Tension in the area has increased following the assassination of Hamas’ number two man, Saleh al-Arouri, on Tuesday in Beirut. Though Israel has not acknowledged responsibility for the attack — U.S. intelligence sources have attributed it to Israel — the government has assured that “whoever it was” intended to carry out an attack against Hamas and not against Lebanon. Days earlier, the defense minister had assured that Israel is currently fighting on seven fronts — Gaza, the West Bank, Lebanon, Syria, Yemen, Iraq and Iran — and has already delivered strikes on six of them.

On Wednesday, uncertainty was compounded by the bombings that killed more than 84 people in Kerman, Iran, which the Islamic State group claimed responsibility for on Thursday, and there was understandable tension. On four of the fronts discussed by Gallant, Israel is confronting Iranian-backed groups: Hezbollah in Lebanon, pro-Iranian guerrillas in Syria and Iraq — where they are in combat with the U.S. army — and the Houthi rebels in Yemen, who have not only carried out attacks against southern Israel, but have also targeted merchant ships sailing the Red Sea to and from the Suez Canal, disrupting international maritime traffic in the area.

As of Thursday, U.S. Secretary of State Antony Blinken, who has embarked on a new trip to several countries in the region where he will also visit Israel and the West Bank in a fresh attempt to obtain de-escalation, will help Washington in its efforts to prevent the expansion of the conflict. The head of U.S. diplomacy will visit Turkey and Qatar, where several Hamas leaders have taken refuge over the years. Qatar and Egypt (where he will also be traveling to) are acting as intermediaries for a new agreement to broker a new ceasefire and a renewed exchange of Israeli hostages for Palestinian prisoners. Blinken will also visit Greece, Jordan, Saudi Arabia and the United Arab Emirates.

Meanwhile, Beirut is also striving to de-escalate the tension. Immediately after Al-Arouri’s death, the Lebanese government confirmed that it was in talks with Hezbollah to prevent a revenge operation for the attack. This Thursday, its foreign minister, Abdallah Bou Habib, met in Washington with Brett McGurk, President Biden’s Middle East advisor. According to the Lebanese state news agency, the minister underlined “the importance of U.S. diplomatic efforts to ensure Lebanon’s neutrality in the Gaza war.”
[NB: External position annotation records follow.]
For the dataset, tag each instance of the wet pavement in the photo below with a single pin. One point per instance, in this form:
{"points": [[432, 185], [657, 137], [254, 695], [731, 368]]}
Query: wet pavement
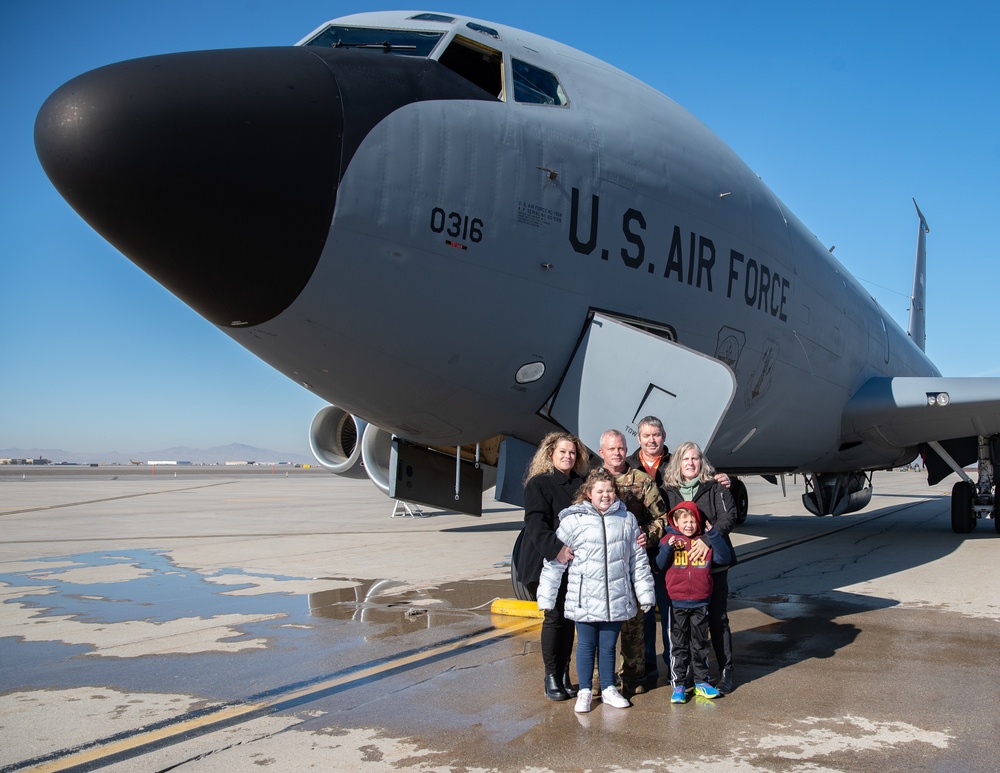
{"points": [[221, 622]]}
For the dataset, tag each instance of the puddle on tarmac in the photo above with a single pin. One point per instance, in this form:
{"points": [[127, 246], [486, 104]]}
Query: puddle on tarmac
{"points": [[108, 588], [404, 608]]}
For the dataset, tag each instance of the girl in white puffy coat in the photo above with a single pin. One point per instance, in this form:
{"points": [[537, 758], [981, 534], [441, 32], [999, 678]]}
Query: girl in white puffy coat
{"points": [[609, 579]]}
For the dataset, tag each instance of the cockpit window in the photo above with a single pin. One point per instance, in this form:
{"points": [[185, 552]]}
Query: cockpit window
{"points": [[400, 42], [477, 63], [536, 86], [434, 17], [488, 31]]}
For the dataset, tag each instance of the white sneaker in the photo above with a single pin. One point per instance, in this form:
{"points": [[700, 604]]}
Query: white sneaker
{"points": [[611, 697]]}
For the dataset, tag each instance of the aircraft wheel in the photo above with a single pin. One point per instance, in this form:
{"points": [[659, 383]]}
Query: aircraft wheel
{"points": [[521, 591], [742, 500], [963, 520]]}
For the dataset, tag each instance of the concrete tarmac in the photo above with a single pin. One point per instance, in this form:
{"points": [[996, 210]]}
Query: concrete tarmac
{"points": [[222, 620]]}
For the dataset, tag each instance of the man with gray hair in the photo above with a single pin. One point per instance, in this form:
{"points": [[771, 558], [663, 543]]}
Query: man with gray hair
{"points": [[641, 496], [652, 458]]}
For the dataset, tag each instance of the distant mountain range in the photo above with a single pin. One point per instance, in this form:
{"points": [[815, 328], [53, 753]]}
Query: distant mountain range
{"points": [[235, 452]]}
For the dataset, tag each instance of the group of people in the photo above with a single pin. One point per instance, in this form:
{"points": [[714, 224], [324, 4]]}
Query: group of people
{"points": [[602, 548]]}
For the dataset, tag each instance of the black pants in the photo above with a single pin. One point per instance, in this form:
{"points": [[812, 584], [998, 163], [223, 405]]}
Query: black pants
{"points": [[688, 644], [718, 621], [557, 634]]}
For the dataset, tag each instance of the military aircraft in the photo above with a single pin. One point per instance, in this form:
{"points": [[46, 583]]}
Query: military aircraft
{"points": [[464, 236]]}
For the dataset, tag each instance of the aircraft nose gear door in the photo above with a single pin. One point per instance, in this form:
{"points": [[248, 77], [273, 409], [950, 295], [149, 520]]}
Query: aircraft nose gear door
{"points": [[619, 374]]}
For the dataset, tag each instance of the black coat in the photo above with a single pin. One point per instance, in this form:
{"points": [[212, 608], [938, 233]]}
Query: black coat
{"points": [[545, 496], [715, 502]]}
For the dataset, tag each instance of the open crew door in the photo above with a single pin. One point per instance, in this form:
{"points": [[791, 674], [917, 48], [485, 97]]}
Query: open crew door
{"points": [[619, 374]]}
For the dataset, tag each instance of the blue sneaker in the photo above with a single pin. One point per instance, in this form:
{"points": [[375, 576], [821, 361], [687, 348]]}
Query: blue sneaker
{"points": [[705, 690]]}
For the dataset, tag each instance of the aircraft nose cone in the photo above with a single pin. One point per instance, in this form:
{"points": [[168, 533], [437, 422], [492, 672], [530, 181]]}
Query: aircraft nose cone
{"points": [[215, 172]]}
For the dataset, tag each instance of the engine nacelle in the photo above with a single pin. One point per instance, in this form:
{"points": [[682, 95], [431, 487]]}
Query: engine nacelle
{"points": [[347, 445], [837, 493], [334, 438], [376, 450]]}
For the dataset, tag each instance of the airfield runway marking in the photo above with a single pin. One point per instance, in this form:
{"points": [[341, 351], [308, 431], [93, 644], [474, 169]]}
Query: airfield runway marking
{"points": [[134, 743], [112, 499]]}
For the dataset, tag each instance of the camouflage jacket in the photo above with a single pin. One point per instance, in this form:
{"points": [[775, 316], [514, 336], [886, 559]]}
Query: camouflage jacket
{"points": [[641, 496]]}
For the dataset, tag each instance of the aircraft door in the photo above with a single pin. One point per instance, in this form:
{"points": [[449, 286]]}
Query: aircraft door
{"points": [[619, 374]]}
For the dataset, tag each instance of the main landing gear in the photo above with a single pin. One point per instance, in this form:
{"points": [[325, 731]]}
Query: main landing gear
{"points": [[972, 501]]}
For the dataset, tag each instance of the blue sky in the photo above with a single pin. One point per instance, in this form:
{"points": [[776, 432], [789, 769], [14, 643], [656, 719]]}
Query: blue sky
{"points": [[846, 110]]}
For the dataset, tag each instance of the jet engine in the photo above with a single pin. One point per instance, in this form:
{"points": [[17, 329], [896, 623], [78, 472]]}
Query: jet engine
{"points": [[334, 438], [438, 476]]}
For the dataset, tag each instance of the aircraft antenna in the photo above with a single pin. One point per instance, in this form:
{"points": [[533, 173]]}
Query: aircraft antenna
{"points": [[916, 328]]}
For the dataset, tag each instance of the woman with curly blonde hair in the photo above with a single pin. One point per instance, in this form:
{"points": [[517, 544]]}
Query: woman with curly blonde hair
{"points": [[551, 483], [690, 478]]}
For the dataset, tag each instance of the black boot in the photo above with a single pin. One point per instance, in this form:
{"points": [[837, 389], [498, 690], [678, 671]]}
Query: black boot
{"points": [[553, 688], [567, 685], [725, 684]]}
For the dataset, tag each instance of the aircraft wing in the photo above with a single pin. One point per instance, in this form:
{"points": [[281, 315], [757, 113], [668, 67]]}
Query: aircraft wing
{"points": [[913, 411]]}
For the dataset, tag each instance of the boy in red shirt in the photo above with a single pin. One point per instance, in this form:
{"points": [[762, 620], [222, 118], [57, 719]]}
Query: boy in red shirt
{"points": [[689, 586]]}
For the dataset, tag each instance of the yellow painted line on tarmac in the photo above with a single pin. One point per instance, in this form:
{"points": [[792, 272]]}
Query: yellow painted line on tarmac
{"points": [[132, 745]]}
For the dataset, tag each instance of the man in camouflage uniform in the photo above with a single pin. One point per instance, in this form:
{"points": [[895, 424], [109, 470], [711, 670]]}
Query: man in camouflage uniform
{"points": [[641, 496]]}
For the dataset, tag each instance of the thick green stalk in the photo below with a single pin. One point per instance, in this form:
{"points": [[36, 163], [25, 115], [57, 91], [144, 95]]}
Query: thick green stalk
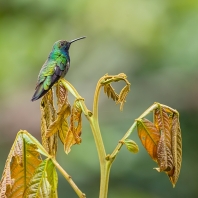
{"points": [[93, 120]]}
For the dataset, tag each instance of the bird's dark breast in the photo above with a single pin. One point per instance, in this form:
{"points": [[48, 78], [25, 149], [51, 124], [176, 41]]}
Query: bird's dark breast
{"points": [[65, 70]]}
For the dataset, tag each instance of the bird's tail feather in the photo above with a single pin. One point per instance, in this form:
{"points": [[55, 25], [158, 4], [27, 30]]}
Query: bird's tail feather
{"points": [[40, 91]]}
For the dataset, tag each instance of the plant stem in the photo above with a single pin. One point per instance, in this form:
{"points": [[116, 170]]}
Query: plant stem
{"points": [[68, 178], [93, 120]]}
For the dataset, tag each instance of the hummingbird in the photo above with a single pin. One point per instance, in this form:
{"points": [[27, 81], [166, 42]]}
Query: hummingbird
{"points": [[55, 67]]}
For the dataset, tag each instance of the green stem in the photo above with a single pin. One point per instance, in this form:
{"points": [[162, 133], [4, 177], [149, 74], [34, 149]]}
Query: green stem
{"points": [[68, 178], [93, 120]]}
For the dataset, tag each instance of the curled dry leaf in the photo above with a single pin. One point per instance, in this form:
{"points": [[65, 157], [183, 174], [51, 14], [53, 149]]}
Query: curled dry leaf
{"points": [[164, 154], [131, 146], [110, 91], [162, 140], [75, 128], [149, 136], [176, 149]]}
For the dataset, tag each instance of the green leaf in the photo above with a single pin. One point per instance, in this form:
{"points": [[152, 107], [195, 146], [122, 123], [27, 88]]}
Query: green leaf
{"points": [[131, 146], [21, 163], [44, 182]]}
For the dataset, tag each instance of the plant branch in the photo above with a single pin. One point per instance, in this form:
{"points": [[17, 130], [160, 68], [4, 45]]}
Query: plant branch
{"points": [[68, 178]]}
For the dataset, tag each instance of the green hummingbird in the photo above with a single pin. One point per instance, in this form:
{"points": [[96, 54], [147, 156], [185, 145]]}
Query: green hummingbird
{"points": [[55, 67]]}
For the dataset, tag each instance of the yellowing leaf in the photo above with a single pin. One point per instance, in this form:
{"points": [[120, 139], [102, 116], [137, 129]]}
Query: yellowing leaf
{"points": [[21, 163], [149, 136], [74, 133], [109, 90], [165, 144], [164, 153], [176, 149], [48, 115]]}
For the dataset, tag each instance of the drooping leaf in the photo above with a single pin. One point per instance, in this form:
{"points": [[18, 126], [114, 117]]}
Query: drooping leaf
{"points": [[21, 163], [168, 147], [44, 181], [123, 95], [176, 149], [149, 136], [110, 91], [131, 146], [74, 133], [164, 150], [48, 115]]}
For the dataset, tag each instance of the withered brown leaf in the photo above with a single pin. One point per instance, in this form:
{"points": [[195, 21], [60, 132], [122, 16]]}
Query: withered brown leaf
{"points": [[164, 150], [168, 147], [149, 136], [110, 91], [176, 149]]}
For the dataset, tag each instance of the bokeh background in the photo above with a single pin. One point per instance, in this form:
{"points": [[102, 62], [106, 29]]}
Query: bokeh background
{"points": [[154, 42]]}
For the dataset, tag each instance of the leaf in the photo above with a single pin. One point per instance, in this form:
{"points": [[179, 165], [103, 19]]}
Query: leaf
{"points": [[131, 146], [149, 136], [44, 182], [164, 153], [48, 115], [74, 133], [109, 90], [123, 95], [176, 149], [21, 163]]}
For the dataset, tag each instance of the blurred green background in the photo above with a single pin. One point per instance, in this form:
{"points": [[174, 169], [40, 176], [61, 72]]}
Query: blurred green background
{"points": [[154, 42]]}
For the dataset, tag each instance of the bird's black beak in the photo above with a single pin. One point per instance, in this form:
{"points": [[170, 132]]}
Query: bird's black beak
{"points": [[77, 39]]}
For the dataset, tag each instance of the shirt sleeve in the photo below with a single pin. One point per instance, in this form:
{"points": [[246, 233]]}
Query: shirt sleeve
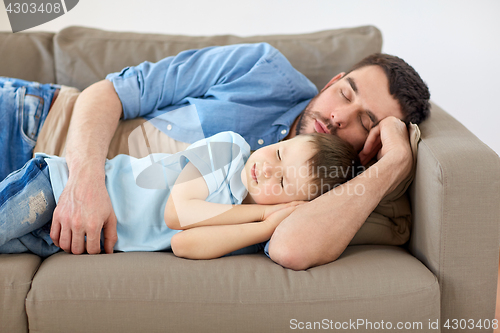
{"points": [[148, 87]]}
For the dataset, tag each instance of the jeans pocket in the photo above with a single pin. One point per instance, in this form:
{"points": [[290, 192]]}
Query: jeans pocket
{"points": [[31, 113]]}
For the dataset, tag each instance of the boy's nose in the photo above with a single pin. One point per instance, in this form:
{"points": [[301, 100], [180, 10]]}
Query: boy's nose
{"points": [[268, 170]]}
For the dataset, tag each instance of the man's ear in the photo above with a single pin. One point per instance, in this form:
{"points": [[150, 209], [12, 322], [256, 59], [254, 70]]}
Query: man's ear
{"points": [[332, 81]]}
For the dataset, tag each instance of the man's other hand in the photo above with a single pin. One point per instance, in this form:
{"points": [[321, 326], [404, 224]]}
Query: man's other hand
{"points": [[395, 147], [83, 210]]}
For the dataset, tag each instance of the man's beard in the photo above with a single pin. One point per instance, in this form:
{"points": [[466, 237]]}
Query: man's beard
{"points": [[309, 115]]}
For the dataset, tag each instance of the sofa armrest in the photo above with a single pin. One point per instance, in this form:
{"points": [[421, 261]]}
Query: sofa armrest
{"points": [[455, 200]]}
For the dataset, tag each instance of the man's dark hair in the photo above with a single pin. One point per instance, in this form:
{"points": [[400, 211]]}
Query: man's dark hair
{"points": [[405, 85], [333, 163]]}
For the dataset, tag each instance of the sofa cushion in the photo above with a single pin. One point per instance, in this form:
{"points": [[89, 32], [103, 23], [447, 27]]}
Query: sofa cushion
{"points": [[16, 273], [27, 56], [158, 292], [84, 55]]}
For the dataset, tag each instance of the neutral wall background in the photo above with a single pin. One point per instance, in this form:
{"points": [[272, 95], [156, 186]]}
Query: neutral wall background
{"points": [[453, 44]]}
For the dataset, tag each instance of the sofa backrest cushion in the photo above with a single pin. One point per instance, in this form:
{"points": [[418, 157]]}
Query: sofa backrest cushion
{"points": [[84, 55], [27, 56]]}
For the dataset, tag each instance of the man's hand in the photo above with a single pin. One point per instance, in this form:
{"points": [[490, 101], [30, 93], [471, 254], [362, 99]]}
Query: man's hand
{"points": [[389, 140], [84, 208], [390, 135]]}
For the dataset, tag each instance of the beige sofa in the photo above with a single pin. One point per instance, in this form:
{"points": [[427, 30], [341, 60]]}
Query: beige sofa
{"points": [[445, 269]]}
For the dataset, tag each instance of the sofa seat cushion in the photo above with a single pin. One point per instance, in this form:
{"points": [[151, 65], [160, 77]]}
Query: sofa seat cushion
{"points": [[153, 292], [16, 273]]}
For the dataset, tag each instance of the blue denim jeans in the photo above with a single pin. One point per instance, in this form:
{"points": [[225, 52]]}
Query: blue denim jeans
{"points": [[24, 106], [26, 206]]}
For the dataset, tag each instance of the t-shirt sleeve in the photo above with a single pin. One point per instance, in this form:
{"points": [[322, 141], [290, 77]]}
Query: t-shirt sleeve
{"points": [[148, 87]]}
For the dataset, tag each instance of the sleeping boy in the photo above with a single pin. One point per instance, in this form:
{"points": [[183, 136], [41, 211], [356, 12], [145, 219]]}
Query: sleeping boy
{"points": [[213, 199]]}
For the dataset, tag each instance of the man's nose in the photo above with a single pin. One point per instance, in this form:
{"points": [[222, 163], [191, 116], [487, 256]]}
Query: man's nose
{"points": [[342, 117]]}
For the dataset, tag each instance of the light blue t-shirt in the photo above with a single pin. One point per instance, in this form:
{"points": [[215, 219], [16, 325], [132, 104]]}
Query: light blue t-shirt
{"points": [[250, 89], [139, 188]]}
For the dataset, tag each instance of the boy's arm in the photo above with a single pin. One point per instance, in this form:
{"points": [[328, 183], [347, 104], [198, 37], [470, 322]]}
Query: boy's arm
{"points": [[209, 242], [186, 207]]}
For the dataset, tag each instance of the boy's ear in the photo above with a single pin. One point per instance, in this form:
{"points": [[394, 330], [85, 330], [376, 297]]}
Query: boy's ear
{"points": [[332, 81]]}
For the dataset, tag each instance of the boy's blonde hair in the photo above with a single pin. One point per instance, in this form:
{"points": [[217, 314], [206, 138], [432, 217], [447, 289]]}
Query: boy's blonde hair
{"points": [[334, 162]]}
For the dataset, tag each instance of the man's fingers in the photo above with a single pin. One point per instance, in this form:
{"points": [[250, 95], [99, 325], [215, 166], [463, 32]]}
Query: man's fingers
{"points": [[371, 147], [55, 232], [110, 236], [65, 239], [93, 243]]}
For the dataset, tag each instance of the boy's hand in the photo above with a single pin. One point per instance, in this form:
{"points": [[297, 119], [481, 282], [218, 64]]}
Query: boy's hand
{"points": [[271, 209]]}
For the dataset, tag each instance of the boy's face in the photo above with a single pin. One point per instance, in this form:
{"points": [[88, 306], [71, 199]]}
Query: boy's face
{"points": [[279, 173]]}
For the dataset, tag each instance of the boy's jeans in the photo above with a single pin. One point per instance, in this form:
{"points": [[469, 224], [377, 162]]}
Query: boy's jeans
{"points": [[24, 106], [26, 207]]}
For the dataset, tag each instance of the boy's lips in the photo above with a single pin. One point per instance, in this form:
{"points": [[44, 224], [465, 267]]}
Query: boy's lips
{"points": [[320, 127], [252, 172]]}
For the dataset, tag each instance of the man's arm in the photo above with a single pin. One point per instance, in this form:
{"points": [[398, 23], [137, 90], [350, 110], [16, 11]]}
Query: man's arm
{"points": [[84, 207], [318, 233]]}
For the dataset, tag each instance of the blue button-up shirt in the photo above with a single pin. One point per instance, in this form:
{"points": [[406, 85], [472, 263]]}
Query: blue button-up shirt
{"points": [[250, 89]]}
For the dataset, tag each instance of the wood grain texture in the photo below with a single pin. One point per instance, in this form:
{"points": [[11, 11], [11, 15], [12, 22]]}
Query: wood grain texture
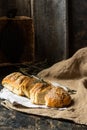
{"points": [[50, 17]]}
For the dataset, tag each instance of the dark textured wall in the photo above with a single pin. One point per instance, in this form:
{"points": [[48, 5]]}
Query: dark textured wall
{"points": [[77, 25], [23, 6]]}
Meanwhile, in the Gaza Strip, Israel intensified its shelling of the center and the south on Thursday. The Emergency Coordinator of Doctors Without Borders at the Al Aqsa hospital in Deir al-Balah, Carolina López, reported an intensification of aerial fire on the Al-Bureij and Al-Maghazi refugee camps, located a few kilometers from the medical center. A total of 106 people were killed at the latter on Christmas Eve, in one of the war’s bloodiest episodes. In the Nur Shams refugee camp near Tulkarem in the occupied West Bank, the Israeli army arrested 300 people and bombed various buildings.

On another front in this war, Yemen, the Houthi guerrillas have attacked the United States because of its formation of a naval coalition to fight them. “The formation of a U.S. alliance to protect Israeli ships represents a serious threat to the safety of shipping,” the guerrilla group said in a statement before threatening the countries that are part of it. “Those involved must endure the consequences of their dangerous and irresponsible escalation,” the rebel group added.